Dalam kondisi APBN yang berdarah-darah akibat hantaman pandemic covid-19 tersebut, pemerintah pusat tidak dapat serta merta melakukan intervensi terhadap pengelolaan keuangan daerah. Selain itu, belum ada kebijakan yang mengatur pengelolaan APBD apabila ada ancaman yang menyebabkan proyeksi dan target pendapatan nasional tidak tercapai.
Untuk menghadapi ancaman alam dan non-alam yang mengancam perekonomian nasional, perlu diatur secara jelas sinergi APBN antara APBD. Dimana sinergi kebijakan fiskal tersebut bertujuan untuk menyelaraskan kebijakan fiskal nasional dengan fiskal regional dalam terutama kondisi darurat untuk menjaga kesinambungan fiskal.
Penutup
Desentralisasi bertujuan menciptakan pemerataan kesejahteraan di seluruh pelosok Indonesia. Namun dalam kenyataannya, pelaksanaan otonomi dan desentralisasi fiskal selama ini masih belum optimal dalam menciptakan pemerataan pelayanan dasar.
Pelayanan kesehatan dan pendidikan yang berkualitas serta ketersediaan infratruktur layanan publik lainnya seharusnya dapat dirasakan secara adil dan merata oleh setiap warga negara dari Sabang sampai Merauke, dari pulau Miangas sampai pulau Rote.

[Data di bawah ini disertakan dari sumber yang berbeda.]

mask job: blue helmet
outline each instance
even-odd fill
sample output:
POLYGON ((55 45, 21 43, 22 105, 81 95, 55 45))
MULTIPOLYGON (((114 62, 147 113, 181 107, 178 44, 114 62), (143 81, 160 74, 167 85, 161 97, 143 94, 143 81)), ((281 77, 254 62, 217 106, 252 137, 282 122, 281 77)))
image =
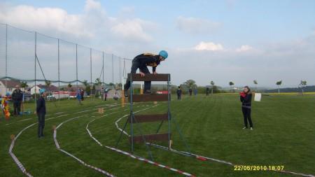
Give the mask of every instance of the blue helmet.
POLYGON ((39 94, 43 94, 43 92, 46 92, 46 90, 45 89, 40 89, 39 90, 39 94))
POLYGON ((161 50, 159 53, 160 56, 162 56, 163 58, 166 59, 169 56, 169 54, 165 50, 161 50))

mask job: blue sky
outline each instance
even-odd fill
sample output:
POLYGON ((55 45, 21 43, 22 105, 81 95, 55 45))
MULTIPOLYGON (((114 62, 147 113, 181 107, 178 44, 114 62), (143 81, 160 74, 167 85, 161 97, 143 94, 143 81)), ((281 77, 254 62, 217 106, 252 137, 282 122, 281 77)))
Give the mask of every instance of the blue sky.
MULTIPOLYGON (((309 76, 315 76, 315 73, 309 66, 315 64, 312 48, 315 44, 315 1, 11 0, 2 2, 13 8, 21 5, 32 6, 34 9, 57 8, 66 11, 67 15, 75 15, 79 18, 85 16, 83 20, 80 20, 83 24, 78 27, 82 28, 81 31, 87 32, 78 34, 86 36, 82 38, 67 34, 66 29, 59 32, 56 29, 55 32, 39 24, 35 27, 21 24, 13 18, 2 20, 12 25, 57 35, 59 38, 83 43, 126 57, 132 58, 142 52, 168 50, 170 59, 174 58, 174 60, 163 64, 161 70, 174 72, 172 73, 175 75, 177 83, 192 78, 200 85, 206 85, 209 80, 218 80, 220 85, 226 84, 229 80, 237 80, 237 85, 250 85, 255 79, 253 77, 239 78, 247 76, 244 71, 248 70, 247 72, 258 72, 256 78, 265 86, 274 86, 277 79, 284 80, 284 85, 287 86, 295 86, 298 78, 315 84, 315 79, 309 76), (88 4, 92 4, 92 10, 89 8, 90 11, 87 10, 88 4), (88 18, 90 20, 84 21, 88 18), (92 24, 88 24, 90 22, 92 24), (108 28, 111 31, 106 31, 108 28), (128 31, 128 28, 131 30, 128 31), (111 33, 124 37, 112 38, 111 33), (105 39, 106 43, 104 44, 105 39), (297 47, 298 45, 301 46, 297 47), (122 51, 122 48, 130 45, 132 47, 122 51), (298 59, 299 56, 303 57, 298 59), (309 64, 297 66, 298 59, 305 59, 309 64), (251 62, 252 65, 239 64, 244 62, 251 62), (209 72, 216 76, 209 78, 202 73, 196 73, 190 67, 191 63, 203 65, 204 68, 200 69, 213 71, 209 72), (286 64, 279 71, 273 68, 274 64, 284 63, 286 64), (181 78, 178 73, 182 71, 175 67, 185 70, 185 78, 181 78), (252 70, 246 67, 257 69, 252 70), (290 75, 288 71, 293 67, 297 71, 290 75), (268 72, 267 69, 270 69, 268 72), (237 73, 218 76, 219 71, 237 73)), ((42 20, 38 23, 45 22, 45 19, 42 20)))

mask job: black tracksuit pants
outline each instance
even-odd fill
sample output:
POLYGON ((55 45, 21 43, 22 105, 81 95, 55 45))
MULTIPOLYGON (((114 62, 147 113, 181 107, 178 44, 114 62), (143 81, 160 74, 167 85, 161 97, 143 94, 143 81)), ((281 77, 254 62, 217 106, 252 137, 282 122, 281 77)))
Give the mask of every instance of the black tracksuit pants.
POLYGON ((14 109, 14 115, 19 115, 20 112, 21 111, 21 101, 14 101, 13 109, 14 109))
MULTIPOLYGON (((148 67, 140 67, 140 62, 137 61, 136 59, 132 61, 132 66, 131 69, 131 73, 136 73, 136 70, 139 69, 140 69, 140 71, 144 73, 150 73, 150 71, 148 69, 148 67)), ((127 92, 128 89, 130 87, 130 78, 128 77, 126 81, 126 84, 125 85, 125 91, 127 92)), ((146 90, 150 90, 151 89, 151 81, 144 81, 144 92, 146 92, 146 90)))
POLYGON ((244 126, 246 127, 248 127, 247 125, 247 120, 248 120, 249 122, 249 126, 251 126, 251 127, 253 127, 253 122, 251 122, 251 108, 241 107, 241 111, 243 112, 244 126))
POLYGON ((39 138, 41 136, 43 136, 43 128, 45 127, 45 114, 43 113, 38 113, 37 115, 38 117, 38 129, 37 133, 39 138))

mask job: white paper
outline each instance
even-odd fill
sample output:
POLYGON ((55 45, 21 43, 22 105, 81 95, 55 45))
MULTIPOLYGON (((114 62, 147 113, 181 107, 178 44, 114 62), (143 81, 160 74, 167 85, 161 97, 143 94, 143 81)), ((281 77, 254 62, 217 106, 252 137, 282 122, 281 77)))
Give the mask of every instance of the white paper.
POLYGON ((261 93, 255 93, 254 101, 260 101, 261 100, 261 93))

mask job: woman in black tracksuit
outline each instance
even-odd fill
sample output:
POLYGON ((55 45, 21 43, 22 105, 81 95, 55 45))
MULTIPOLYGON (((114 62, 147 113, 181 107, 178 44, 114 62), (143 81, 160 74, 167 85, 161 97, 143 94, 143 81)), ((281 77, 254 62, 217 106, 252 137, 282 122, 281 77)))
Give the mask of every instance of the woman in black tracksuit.
POLYGON ((240 94, 240 99, 241 102, 241 111, 243 112, 244 116, 244 127, 243 129, 247 129, 247 120, 249 122, 249 126, 251 126, 251 130, 253 130, 253 122, 251 122, 251 97, 252 94, 251 92, 251 89, 248 86, 245 86, 244 87, 244 91, 240 94))

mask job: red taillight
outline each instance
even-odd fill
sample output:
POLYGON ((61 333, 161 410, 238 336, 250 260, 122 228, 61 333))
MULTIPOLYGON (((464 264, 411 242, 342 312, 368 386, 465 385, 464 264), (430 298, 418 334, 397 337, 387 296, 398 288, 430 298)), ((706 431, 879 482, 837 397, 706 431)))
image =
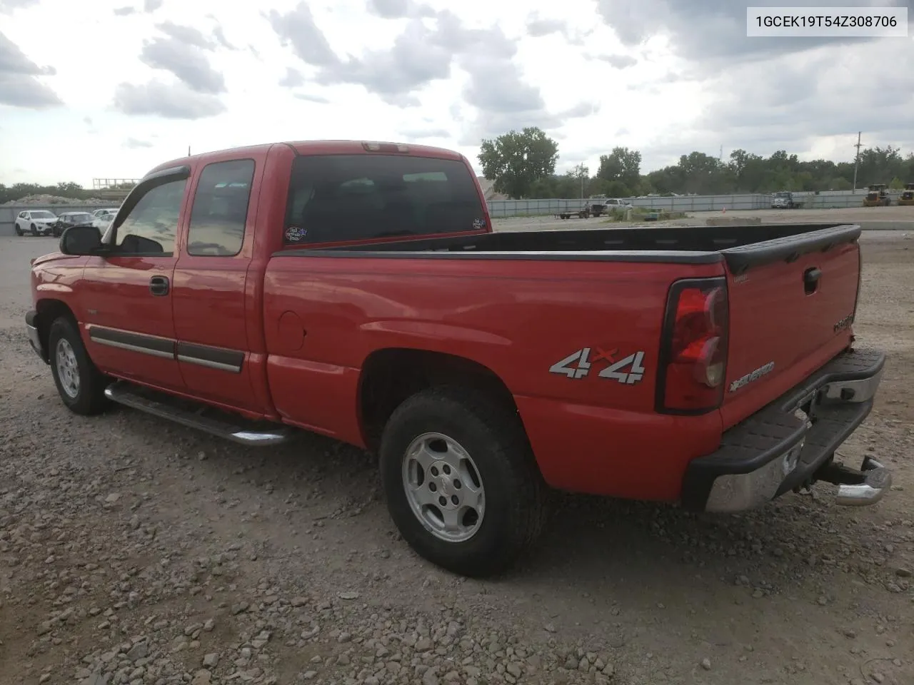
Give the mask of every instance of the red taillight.
POLYGON ((661 346, 657 411, 703 414, 720 406, 728 314, 726 279, 673 284, 661 346))

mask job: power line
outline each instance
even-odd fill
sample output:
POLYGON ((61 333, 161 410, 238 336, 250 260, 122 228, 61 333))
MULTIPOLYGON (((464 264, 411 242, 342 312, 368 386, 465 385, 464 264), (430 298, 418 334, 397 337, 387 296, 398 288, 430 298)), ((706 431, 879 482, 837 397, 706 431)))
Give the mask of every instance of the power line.
POLYGON ((856 170, 857 166, 860 165, 860 146, 863 144, 860 142, 860 134, 862 132, 861 131, 857 132, 857 144, 854 146, 857 149, 857 153, 854 157, 854 193, 856 193, 856 170))

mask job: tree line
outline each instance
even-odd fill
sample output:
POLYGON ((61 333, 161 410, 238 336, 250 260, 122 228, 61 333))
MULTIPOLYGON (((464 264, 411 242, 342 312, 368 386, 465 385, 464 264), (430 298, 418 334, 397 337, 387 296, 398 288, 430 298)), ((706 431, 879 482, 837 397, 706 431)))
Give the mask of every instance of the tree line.
MULTIPOLYGON (((614 147, 600 155, 593 175, 585 164, 557 174, 558 144, 537 128, 484 140, 478 159, 494 191, 515 199, 850 190, 854 184, 853 159, 802 162, 783 150, 771 157, 734 150, 727 159, 693 152, 675 164, 642 174, 640 152, 614 147)), ((892 145, 860 152, 857 188, 886 184, 899 189, 909 183, 914 183, 914 153, 903 155, 892 145)))
MULTIPOLYGON (((112 186, 112 188, 130 189, 132 184, 121 184, 112 186)), ((39 184, 13 184, 4 185, 0 184, 0 205, 12 200, 21 200, 28 195, 54 195, 55 197, 66 197, 71 200, 90 200, 98 193, 91 188, 84 188, 80 184, 68 182, 58 183, 54 185, 41 185, 39 184)))

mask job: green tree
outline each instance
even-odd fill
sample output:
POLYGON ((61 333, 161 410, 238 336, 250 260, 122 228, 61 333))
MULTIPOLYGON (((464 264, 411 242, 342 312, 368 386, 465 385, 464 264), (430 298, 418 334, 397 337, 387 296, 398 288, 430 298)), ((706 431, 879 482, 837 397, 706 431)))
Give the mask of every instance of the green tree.
POLYGON ((519 199, 530 196, 537 181, 555 174, 558 143, 540 129, 527 127, 484 140, 478 159, 485 178, 495 182, 496 193, 519 199))
POLYGON ((641 153, 627 147, 612 148, 609 154, 600 155, 597 177, 606 181, 619 181, 630 192, 635 192, 641 183, 641 153))

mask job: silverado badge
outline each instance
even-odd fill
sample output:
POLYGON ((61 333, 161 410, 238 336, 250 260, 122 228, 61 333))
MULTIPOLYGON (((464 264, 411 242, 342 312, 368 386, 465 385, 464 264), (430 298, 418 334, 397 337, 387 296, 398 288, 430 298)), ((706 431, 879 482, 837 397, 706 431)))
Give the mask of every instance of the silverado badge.
POLYGON ((733 381, 733 383, 730 384, 730 392, 735 393, 737 390, 743 387, 744 385, 748 385, 752 381, 757 381, 763 375, 771 374, 773 369, 774 369, 774 362, 769 362, 764 366, 760 366, 755 371, 751 371, 746 375, 737 378, 735 381, 733 381))

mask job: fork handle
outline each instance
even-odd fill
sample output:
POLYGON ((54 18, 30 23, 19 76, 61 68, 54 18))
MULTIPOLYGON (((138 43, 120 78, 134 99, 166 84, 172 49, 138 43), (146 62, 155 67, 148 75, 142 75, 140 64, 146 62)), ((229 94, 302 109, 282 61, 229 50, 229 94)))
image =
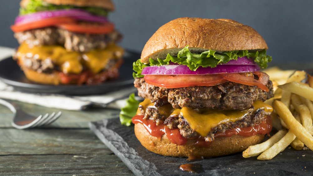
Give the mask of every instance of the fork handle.
POLYGON ((2 104, 8 108, 13 113, 16 113, 16 109, 15 108, 14 105, 11 103, 2 99, 0 99, 0 104, 2 104))

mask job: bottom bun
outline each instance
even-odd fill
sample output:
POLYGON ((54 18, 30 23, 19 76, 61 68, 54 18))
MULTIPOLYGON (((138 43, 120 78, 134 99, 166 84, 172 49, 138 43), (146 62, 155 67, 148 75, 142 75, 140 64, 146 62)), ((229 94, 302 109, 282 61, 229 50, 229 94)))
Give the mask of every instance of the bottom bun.
POLYGON ((29 80, 44 84, 58 85, 60 84, 61 78, 58 74, 52 73, 46 74, 39 73, 28 69, 23 69, 25 76, 29 80))
POLYGON ((195 141, 188 140, 186 144, 179 145, 171 143, 166 135, 161 140, 151 136, 141 123, 135 126, 135 134, 141 144, 148 150, 162 155, 177 157, 208 157, 224 155, 242 152, 250 145, 259 143, 264 135, 258 134, 246 137, 234 135, 231 137, 218 138, 207 147, 194 144, 195 141))

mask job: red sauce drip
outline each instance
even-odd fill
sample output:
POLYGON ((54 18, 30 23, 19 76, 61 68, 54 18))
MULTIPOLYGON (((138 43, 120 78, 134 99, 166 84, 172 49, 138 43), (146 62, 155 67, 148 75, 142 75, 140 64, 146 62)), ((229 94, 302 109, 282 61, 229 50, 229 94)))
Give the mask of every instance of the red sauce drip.
POLYGON ((198 163, 182 164, 179 166, 179 169, 191 173, 201 173, 204 171, 202 165, 198 163))
MULTIPOLYGON (((152 120, 143 119, 144 117, 143 115, 136 115, 131 119, 132 122, 135 124, 138 123, 142 124, 150 135, 160 140, 162 135, 165 134, 170 141, 175 144, 183 145, 187 142, 188 139, 183 137, 178 128, 170 129, 163 125, 156 125, 152 120)), ((268 135, 272 131, 272 118, 270 116, 268 116, 264 120, 254 126, 237 128, 227 130, 224 133, 216 133, 214 134, 214 138, 230 137, 234 135, 247 137, 258 134, 268 135)), ((196 139, 196 141, 195 145, 203 147, 209 146, 212 142, 206 141, 204 138, 202 136, 199 136, 196 139)))
POLYGON ((59 75, 63 84, 98 84, 107 80, 118 78, 119 75, 118 68, 123 62, 123 60, 121 60, 106 71, 97 74, 93 73, 90 70, 85 70, 79 74, 67 74, 59 72, 59 75))
POLYGON ((272 131, 272 118, 270 116, 268 116, 265 118, 264 120, 254 126, 237 128, 227 130, 224 133, 217 133, 214 134, 214 138, 230 137, 235 134, 247 137, 256 134, 264 135, 269 134, 272 131))
POLYGON ((187 142, 187 139, 182 136, 179 129, 170 129, 162 125, 156 125, 152 120, 143 119, 144 117, 143 115, 136 115, 131 119, 131 121, 134 124, 138 123, 142 124, 151 136, 156 137, 160 140, 162 135, 165 134, 171 142, 175 144, 182 145, 187 142))

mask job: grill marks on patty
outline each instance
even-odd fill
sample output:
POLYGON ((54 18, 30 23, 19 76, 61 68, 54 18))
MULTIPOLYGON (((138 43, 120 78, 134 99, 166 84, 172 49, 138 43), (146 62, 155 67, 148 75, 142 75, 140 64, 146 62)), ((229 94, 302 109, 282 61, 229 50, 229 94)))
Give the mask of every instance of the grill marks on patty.
POLYGON ((230 82, 214 86, 167 89, 149 84, 143 78, 137 78, 134 84, 139 96, 150 99, 159 107, 169 103, 174 108, 243 110, 249 108, 257 100, 264 101, 273 96, 270 81, 267 85, 270 90, 268 92, 256 86, 230 82))
POLYGON ((107 34, 91 35, 52 27, 17 33, 14 37, 20 44, 26 42, 31 47, 59 44, 64 45, 68 51, 80 52, 104 49, 108 43, 118 42, 122 38, 116 31, 107 34))

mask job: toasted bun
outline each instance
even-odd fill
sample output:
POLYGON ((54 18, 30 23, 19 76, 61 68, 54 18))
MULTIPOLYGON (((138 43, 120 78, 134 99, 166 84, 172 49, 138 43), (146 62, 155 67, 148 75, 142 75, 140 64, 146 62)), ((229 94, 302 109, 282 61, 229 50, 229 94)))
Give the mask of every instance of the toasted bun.
POLYGON ((23 71, 27 79, 33 82, 53 85, 58 85, 61 83, 61 78, 59 74, 56 73, 47 74, 25 69, 23 69, 23 71))
POLYGON ((184 18, 162 26, 146 44, 141 62, 149 58, 165 58, 167 53, 177 55, 189 45, 192 52, 212 49, 222 52, 267 49, 262 36, 253 28, 228 19, 184 18))
POLYGON ((195 141, 189 140, 183 145, 178 145, 170 142, 166 135, 161 140, 150 135, 141 123, 135 126, 135 134, 141 144, 148 150, 164 156, 177 157, 218 156, 242 152, 250 145, 261 143, 264 135, 257 135, 249 137, 234 135, 231 137, 215 139, 208 147, 194 145, 195 141))
MULTIPOLYGON (((22 0, 21 7, 25 8, 30 0, 22 0)), ((72 5, 78 7, 91 7, 103 8, 111 11, 115 9, 111 0, 43 0, 49 4, 56 5, 72 5)))

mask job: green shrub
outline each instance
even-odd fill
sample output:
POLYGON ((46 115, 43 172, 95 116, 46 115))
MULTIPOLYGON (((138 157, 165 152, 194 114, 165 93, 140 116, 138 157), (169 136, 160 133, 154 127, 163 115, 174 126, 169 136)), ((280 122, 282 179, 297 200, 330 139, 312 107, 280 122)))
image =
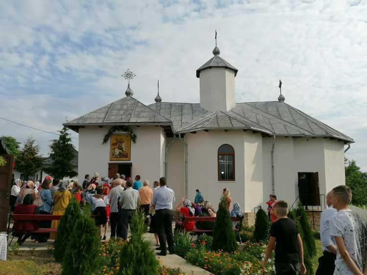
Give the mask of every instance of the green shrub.
POLYGON ((150 244, 144 239, 145 217, 137 211, 132 219, 131 237, 121 248, 120 254, 121 274, 124 275, 155 275, 158 261, 152 251, 150 244))
POLYGON ((53 255, 57 262, 61 262, 70 240, 70 235, 72 232, 76 220, 80 217, 81 211, 79 203, 74 197, 71 198, 65 214, 61 217, 57 228, 56 239, 54 243, 53 255))
POLYGON ((175 253, 179 256, 184 257, 191 248, 190 246, 192 241, 192 236, 187 232, 176 231, 174 238, 175 253))
POLYGON ((224 196, 222 196, 217 212, 211 249, 214 251, 221 250, 226 252, 233 252, 238 248, 238 245, 236 241, 230 215, 227 210, 227 200, 224 196))
POLYGON ((202 246, 206 250, 209 251, 213 245, 213 237, 203 234, 198 237, 194 243, 197 248, 202 246))
POLYGON ((62 274, 92 274, 99 265, 101 241, 90 211, 86 211, 75 223, 64 256, 62 274))
POLYGON ((313 233, 310 225, 310 220, 306 214, 300 201, 298 204, 298 207, 296 210, 296 214, 303 232, 302 240, 304 240, 308 249, 310 257, 312 258, 313 256, 316 255, 316 244, 315 243, 313 233))
POLYGON ((270 222, 268 215, 262 208, 256 213, 253 237, 257 242, 268 241, 270 233, 270 222))

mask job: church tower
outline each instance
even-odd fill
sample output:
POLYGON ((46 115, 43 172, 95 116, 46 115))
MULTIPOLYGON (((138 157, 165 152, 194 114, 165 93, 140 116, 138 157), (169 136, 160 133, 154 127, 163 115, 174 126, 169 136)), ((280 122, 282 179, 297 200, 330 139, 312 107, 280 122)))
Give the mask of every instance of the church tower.
POLYGON ((228 111, 234 107, 234 78, 238 71, 236 68, 219 57, 217 47, 216 32, 214 57, 196 70, 200 79, 200 105, 209 111, 228 111))

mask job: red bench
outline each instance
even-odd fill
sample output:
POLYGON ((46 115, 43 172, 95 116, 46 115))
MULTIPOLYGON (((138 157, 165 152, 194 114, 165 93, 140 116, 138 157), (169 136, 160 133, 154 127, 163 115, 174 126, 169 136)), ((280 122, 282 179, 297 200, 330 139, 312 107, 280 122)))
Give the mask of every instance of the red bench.
MULTIPOLYGON (((16 230, 13 230, 10 228, 10 219, 12 219, 14 221, 53 221, 55 220, 60 220, 62 215, 38 215, 38 214, 13 214, 9 218, 9 223, 8 224, 8 230, 7 234, 10 232, 14 233, 56 233, 57 232, 57 229, 56 228, 39 228, 36 230, 32 230, 32 231, 17 231, 16 230)), ((92 218, 94 218, 96 216, 91 216, 92 218)), ((10 241, 9 245, 11 244, 11 242, 13 241, 13 237, 10 241)))
MULTIPOLYGON (((186 217, 185 215, 182 218, 182 222, 180 223, 181 224, 183 224, 184 221, 193 221, 193 222, 215 222, 216 219, 216 217, 186 217)), ((235 227, 233 228, 236 234, 240 240, 240 243, 242 243, 241 240, 241 236, 240 236, 240 229, 242 227, 242 220, 243 220, 243 216, 237 217, 235 218, 231 217, 230 220, 232 222, 238 222, 238 225, 236 225, 235 227)), ((208 233, 213 232, 212 229, 200 229, 197 228, 196 227, 194 227, 194 229, 190 231, 190 232, 193 232, 194 233, 208 233)))

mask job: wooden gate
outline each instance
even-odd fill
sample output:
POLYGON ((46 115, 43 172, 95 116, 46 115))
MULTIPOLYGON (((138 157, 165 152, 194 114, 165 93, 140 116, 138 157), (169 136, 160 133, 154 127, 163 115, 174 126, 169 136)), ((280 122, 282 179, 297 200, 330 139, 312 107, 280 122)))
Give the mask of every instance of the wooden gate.
POLYGON ((10 196, 12 179, 11 155, 0 155, 6 161, 6 164, 0 167, 0 232, 6 231, 9 212, 9 200, 10 196))

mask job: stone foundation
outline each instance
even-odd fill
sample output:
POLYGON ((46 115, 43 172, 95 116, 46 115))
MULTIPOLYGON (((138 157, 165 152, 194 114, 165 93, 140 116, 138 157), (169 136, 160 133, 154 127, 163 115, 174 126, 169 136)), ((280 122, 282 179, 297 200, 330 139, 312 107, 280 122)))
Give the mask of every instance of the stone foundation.
POLYGON ((244 226, 252 226, 255 225, 255 213, 253 212, 244 212, 243 220, 244 226))

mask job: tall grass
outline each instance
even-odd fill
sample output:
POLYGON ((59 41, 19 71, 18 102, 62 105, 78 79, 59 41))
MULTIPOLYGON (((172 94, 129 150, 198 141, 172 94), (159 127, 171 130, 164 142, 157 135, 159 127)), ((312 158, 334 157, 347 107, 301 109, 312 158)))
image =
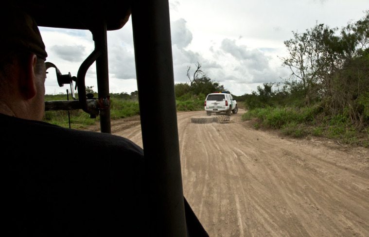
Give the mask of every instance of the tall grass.
MULTIPOLYGON (((180 98, 176 101, 177 111, 189 111, 204 109, 203 96, 189 96, 180 98)), ((67 95, 46 95, 45 101, 67 100, 67 95)), ((153 106, 161 106, 153 105, 153 106)), ((140 107, 137 100, 123 98, 119 97, 110 97, 110 119, 111 120, 130 117, 140 115, 140 107)), ((89 115, 81 109, 69 111, 70 127, 77 129, 85 129, 88 126, 96 125, 99 122, 100 117, 91 118, 89 115)), ((45 112, 44 121, 64 127, 69 127, 68 111, 49 111, 45 112)))
POLYGON ((318 106, 302 108, 258 108, 243 115, 242 120, 256 118, 260 126, 280 130, 294 137, 324 136, 353 145, 369 147, 369 129, 354 126, 348 117, 324 116, 318 106))

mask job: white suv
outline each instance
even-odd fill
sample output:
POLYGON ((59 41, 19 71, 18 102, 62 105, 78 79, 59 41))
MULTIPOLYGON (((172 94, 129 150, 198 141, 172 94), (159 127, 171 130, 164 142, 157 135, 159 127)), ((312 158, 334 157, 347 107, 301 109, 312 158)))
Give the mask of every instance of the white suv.
POLYGON ((238 111, 237 102, 232 95, 226 92, 214 92, 206 97, 204 106, 207 115, 212 113, 225 113, 230 116, 230 112, 237 114, 238 111))

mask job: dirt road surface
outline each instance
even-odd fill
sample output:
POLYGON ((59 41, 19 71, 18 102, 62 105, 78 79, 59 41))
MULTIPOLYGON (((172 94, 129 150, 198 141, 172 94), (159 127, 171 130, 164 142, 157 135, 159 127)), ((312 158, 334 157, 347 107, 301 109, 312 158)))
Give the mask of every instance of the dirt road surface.
MULTIPOLYGON (((184 195, 211 237, 369 237, 369 149, 177 114, 184 195)), ((142 146, 138 118, 112 133, 142 146)))

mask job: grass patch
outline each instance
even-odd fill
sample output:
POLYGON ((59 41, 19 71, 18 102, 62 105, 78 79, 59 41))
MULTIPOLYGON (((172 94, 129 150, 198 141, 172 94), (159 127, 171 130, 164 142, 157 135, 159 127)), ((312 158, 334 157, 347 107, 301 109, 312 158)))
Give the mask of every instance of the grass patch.
POLYGON ((324 116, 319 107, 267 107, 249 110, 243 120, 256 118, 257 128, 279 130, 283 135, 295 138, 308 135, 324 136, 352 145, 369 146, 369 128, 360 132, 344 115, 324 116))

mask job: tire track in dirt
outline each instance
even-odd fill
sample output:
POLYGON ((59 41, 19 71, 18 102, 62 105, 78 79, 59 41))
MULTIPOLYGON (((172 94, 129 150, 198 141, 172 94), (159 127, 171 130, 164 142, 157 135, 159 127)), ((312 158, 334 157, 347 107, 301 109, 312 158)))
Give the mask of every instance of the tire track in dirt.
MULTIPOLYGON (((369 150, 177 114, 185 196, 210 236, 369 236, 369 150)), ((141 127, 116 134, 142 146, 141 127)))

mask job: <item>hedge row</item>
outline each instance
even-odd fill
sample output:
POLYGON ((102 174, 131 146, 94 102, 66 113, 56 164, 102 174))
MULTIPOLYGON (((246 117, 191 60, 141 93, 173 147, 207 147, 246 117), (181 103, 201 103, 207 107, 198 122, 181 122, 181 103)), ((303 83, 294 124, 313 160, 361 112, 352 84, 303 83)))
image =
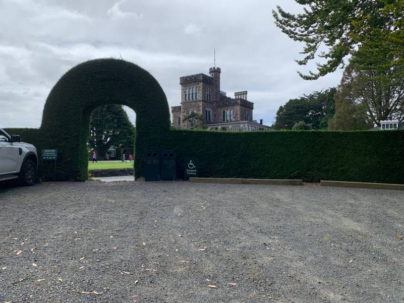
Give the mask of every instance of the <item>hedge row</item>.
MULTIPOLYGON (((40 129, 9 129, 38 151, 57 149, 56 179, 88 178, 89 119, 96 107, 127 105, 136 112, 135 176, 147 150, 177 152, 181 164, 199 158, 204 177, 300 178, 404 184, 404 131, 250 133, 170 130, 167 99, 149 73, 123 60, 98 59, 68 71, 51 90, 40 129)), ((44 179, 53 163, 42 163, 44 179)))
POLYGON ((173 130, 165 144, 180 164, 199 158, 202 177, 404 184, 404 131, 173 130))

Pemerintah menetapkan UU Nomor 1 tahun 2022 tentang HKPD sebagai upaya untuk mempertajam pelaksanaan desentralisasi fiskal. UU HKPD akan mendorong pemda dalam melakukan optimalisasi penerimaan daerah dan men-direct pemda dalam meningkatkan kualitas belanja daerah.
Selain itu, pemerintah mencoba memastikan agar seluruh APBD dapat dilaksanakan menuju arah yang sama dalam mencapai tujuan nasional. Dengan demikian harapannya ialah semua warga negara dapat merasakan dan menikmati layanan publik yang berkualitas di seluruh wilayah republik Indonesia.
Pertanyaan berikutnya ialah sejauh mana UU HKPD berimplikasi terhadap akselerasi pemerataan layanan dasar ke setiap sudut dan pinggiran wilayah kesatuan Republik Indonesia?